Bonjour, j'ai été face à un problème similaire.

Je ne suis pas sûr que ça puisse résoudre celui-ci.

Je voulais supprimer un contact " inactif " de ma liste de contacts.
J'ai essayé trois manipulations :

1 - Sur MSN Hotmail (boîte mail, messagerie, ma boîte de réception)
Suppression depuis la messagerie Hotmail en allant dans " Contacts". Une liste de contacts s'affiche, le répertoire.
Sélectionner le contact , puis "supprimer"

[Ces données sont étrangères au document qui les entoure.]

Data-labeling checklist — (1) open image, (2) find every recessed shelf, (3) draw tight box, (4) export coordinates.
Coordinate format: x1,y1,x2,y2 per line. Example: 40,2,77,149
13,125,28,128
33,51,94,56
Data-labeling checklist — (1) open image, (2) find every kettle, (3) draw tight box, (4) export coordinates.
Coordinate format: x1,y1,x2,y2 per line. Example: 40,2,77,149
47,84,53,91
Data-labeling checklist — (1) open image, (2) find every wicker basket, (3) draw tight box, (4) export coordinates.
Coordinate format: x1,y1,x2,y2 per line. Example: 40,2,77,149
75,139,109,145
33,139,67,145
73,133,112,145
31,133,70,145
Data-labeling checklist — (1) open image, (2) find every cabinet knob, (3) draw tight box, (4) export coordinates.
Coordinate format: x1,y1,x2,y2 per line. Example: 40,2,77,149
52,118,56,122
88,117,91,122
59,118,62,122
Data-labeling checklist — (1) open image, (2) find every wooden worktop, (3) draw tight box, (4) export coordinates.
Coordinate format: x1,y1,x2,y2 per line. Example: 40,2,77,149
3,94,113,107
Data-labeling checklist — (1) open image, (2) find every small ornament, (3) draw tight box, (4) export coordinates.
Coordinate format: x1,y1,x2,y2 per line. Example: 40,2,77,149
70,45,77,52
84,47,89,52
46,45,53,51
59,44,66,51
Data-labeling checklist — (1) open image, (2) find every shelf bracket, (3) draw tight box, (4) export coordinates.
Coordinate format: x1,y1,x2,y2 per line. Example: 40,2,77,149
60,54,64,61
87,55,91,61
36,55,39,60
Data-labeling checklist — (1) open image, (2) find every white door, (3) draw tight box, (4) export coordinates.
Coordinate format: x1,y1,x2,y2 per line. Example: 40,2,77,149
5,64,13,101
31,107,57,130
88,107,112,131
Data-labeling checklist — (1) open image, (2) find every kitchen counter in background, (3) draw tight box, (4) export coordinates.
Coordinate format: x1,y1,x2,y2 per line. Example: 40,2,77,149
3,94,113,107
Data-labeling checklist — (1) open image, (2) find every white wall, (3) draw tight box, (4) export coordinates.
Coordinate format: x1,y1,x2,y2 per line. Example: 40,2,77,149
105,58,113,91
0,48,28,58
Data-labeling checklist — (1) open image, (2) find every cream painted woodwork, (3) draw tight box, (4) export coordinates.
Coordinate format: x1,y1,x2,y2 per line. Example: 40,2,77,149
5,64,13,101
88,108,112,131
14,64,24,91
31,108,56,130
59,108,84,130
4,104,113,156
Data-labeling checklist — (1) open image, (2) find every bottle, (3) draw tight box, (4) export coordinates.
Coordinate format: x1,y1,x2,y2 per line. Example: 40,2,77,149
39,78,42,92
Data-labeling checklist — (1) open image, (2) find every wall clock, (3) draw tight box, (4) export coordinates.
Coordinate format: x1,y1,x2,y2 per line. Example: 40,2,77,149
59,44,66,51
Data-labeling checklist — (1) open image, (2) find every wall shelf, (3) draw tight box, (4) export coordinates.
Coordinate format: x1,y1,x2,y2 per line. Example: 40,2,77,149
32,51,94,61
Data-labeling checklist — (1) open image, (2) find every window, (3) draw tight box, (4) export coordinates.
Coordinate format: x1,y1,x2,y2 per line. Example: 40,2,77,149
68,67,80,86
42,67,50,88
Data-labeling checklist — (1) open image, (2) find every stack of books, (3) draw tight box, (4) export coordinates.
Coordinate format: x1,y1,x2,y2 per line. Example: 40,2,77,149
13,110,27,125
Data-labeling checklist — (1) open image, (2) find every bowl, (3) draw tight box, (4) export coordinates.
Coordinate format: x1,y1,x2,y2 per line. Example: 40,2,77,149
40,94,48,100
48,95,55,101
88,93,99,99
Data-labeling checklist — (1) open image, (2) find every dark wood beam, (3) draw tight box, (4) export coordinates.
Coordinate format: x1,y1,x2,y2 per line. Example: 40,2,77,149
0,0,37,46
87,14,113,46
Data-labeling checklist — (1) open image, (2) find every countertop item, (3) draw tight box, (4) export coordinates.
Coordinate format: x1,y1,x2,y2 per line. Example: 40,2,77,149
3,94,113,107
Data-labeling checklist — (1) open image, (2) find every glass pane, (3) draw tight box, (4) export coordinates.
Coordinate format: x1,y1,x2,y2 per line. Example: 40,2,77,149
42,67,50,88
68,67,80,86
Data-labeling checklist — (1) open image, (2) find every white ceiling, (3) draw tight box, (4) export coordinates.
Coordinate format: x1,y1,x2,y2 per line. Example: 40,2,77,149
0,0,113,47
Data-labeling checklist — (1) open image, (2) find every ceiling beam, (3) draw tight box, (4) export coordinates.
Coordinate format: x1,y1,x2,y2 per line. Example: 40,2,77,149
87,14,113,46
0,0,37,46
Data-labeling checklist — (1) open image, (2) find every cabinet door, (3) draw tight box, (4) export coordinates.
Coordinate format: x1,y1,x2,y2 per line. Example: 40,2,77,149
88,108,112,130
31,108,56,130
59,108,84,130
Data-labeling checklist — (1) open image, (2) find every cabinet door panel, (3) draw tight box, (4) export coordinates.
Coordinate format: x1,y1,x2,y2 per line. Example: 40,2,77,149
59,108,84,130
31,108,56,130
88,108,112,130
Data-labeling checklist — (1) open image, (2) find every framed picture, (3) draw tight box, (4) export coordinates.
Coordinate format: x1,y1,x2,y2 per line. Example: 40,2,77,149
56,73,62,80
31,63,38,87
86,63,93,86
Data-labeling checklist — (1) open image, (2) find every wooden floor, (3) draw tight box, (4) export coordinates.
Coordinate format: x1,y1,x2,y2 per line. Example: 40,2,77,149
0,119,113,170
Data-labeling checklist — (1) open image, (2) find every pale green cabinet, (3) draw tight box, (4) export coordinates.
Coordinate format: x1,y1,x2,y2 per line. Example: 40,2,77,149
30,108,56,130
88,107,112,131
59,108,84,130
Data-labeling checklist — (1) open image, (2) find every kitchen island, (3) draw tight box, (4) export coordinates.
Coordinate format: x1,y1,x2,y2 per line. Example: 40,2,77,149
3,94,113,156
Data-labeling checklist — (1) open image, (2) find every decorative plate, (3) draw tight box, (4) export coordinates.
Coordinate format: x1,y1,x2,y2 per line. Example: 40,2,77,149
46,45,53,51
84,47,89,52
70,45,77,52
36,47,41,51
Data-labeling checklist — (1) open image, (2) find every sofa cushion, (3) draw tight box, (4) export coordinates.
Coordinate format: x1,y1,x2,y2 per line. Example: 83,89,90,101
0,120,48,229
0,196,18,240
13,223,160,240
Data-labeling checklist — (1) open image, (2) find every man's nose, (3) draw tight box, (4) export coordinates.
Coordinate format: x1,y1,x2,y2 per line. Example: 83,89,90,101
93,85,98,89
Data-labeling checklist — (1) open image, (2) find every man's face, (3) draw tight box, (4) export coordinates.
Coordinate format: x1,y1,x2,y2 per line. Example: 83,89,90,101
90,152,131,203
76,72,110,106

2 - Sur MSN Hotmail (boîte mail, messagerie, ma boîte de réception)
Modifier l'adresse du contact dans " Contacts "
si possible aussi modifier son  pseudo , changer @com en @fr ou autre.
Ca ressemble un peu à du " sabotage" mais il est considéré différement, peut-être comme une mise à jour par la messagerie. ( C'est cette méthode que j'ai utilisée)
J'aurais très bien pu créer une adresse adresse Hotmail, et l'inscrire à la place de " ladressequejeveuxsupprimer@hotmail  com qui donc n'aurait pas pu être refusée; au cas où

3 - Sur MSN Messenger (logiciel de messagerie instantanée)
Clic droit sur le contact " Modifier le contact" , est à la place de Jeveuxsupprimercetteadresse@hotmail . com écrire autre chose comme adreeeee@hotmail . com ou une adresse déjà existante de façon , soit à fausser l'adresse, soit à simplement remplacer par une adresse admise par Hotmail mais ne pointant  pas sur cette personne


J'espère avoir été clair dans les manipulations, en souhaitant qu'elles soient transposables
Bon courage,


----------